John Cargan esboçou um sorriso, cravando as suas pupilas nas de Diana antes de replicar:
—Não sou o mais indicado para te dizer que os bens materiais não são tudo na vida, embora nos empenhemos em considerá-lo assim. Seria uma hipocrisia da minha parte. Como o é da parte de todos os que o afirmam, pois, a verdade, a triste verdade, é que nos mordemos uns aos outros para aumentar a nossa fortuna. Bem; lamento-o por Hal e pela tua filha. Adeus, Diana.

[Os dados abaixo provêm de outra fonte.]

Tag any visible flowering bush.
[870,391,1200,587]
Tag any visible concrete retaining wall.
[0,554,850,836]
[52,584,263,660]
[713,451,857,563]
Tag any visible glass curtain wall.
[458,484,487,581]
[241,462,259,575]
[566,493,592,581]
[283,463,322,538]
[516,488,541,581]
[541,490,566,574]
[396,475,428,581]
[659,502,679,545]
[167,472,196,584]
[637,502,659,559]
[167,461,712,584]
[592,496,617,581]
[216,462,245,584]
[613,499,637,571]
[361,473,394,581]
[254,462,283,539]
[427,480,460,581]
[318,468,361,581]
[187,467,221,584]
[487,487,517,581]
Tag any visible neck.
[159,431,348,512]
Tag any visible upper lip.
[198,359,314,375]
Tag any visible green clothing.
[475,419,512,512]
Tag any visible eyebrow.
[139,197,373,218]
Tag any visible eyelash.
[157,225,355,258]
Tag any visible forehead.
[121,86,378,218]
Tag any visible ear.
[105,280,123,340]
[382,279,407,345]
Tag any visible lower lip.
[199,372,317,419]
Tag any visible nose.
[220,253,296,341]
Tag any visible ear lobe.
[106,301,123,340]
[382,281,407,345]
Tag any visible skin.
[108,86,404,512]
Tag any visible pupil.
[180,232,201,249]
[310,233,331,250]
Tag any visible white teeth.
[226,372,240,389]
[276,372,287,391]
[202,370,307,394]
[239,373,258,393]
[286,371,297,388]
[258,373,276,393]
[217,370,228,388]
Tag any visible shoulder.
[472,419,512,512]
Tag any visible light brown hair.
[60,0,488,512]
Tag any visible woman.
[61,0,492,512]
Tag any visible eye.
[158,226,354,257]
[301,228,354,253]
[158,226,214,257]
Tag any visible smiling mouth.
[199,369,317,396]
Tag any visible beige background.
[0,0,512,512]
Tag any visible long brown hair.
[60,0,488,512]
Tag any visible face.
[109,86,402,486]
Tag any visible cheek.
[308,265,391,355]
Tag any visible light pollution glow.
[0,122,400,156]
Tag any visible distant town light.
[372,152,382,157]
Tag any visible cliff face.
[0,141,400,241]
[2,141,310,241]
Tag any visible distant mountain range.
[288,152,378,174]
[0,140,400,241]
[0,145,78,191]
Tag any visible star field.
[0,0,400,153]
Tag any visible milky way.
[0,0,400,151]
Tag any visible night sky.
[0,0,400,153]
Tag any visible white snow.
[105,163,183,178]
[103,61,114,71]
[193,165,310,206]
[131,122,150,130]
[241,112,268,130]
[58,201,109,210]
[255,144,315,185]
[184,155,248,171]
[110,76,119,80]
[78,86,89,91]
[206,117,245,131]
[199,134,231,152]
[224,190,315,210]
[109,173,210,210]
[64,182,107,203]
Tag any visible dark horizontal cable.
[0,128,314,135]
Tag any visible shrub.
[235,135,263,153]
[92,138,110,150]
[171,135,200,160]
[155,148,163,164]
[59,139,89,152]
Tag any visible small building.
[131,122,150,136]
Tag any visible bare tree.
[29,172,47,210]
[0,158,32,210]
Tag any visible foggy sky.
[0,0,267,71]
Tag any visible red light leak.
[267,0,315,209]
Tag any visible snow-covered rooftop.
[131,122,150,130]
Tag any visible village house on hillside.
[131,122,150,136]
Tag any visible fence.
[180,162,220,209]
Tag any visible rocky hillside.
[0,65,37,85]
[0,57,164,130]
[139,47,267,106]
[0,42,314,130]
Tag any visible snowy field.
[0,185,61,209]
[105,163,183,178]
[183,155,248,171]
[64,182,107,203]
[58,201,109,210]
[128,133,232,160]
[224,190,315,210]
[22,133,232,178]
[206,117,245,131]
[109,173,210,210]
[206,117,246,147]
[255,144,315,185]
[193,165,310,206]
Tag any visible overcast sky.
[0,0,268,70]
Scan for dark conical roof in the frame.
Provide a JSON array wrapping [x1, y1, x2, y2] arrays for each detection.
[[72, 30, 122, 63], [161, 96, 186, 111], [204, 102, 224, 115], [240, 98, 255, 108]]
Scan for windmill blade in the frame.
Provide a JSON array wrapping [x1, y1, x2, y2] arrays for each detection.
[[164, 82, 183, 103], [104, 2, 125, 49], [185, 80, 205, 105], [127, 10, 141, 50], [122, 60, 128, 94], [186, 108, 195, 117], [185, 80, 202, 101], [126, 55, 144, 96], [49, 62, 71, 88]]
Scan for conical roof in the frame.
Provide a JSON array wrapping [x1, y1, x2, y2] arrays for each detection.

A mulher viu-o partir. Não tentou detê-lo. Fechou os olhos para abafar os gritos da sua consciência e dispôs-se a preparar a sua própria bagagem para a viagem a Las Vegas. Uma única dúvida empanava o brilho da sua vingança. O não saber se Nora conseguiria apagar com o tempo a recordação de Hal. Porque ela, ao fim de trinta anos, havia sentido renascer no mais profundo do seu ser a sua velha paixão à vista do único homem que havia amado deveras na vida.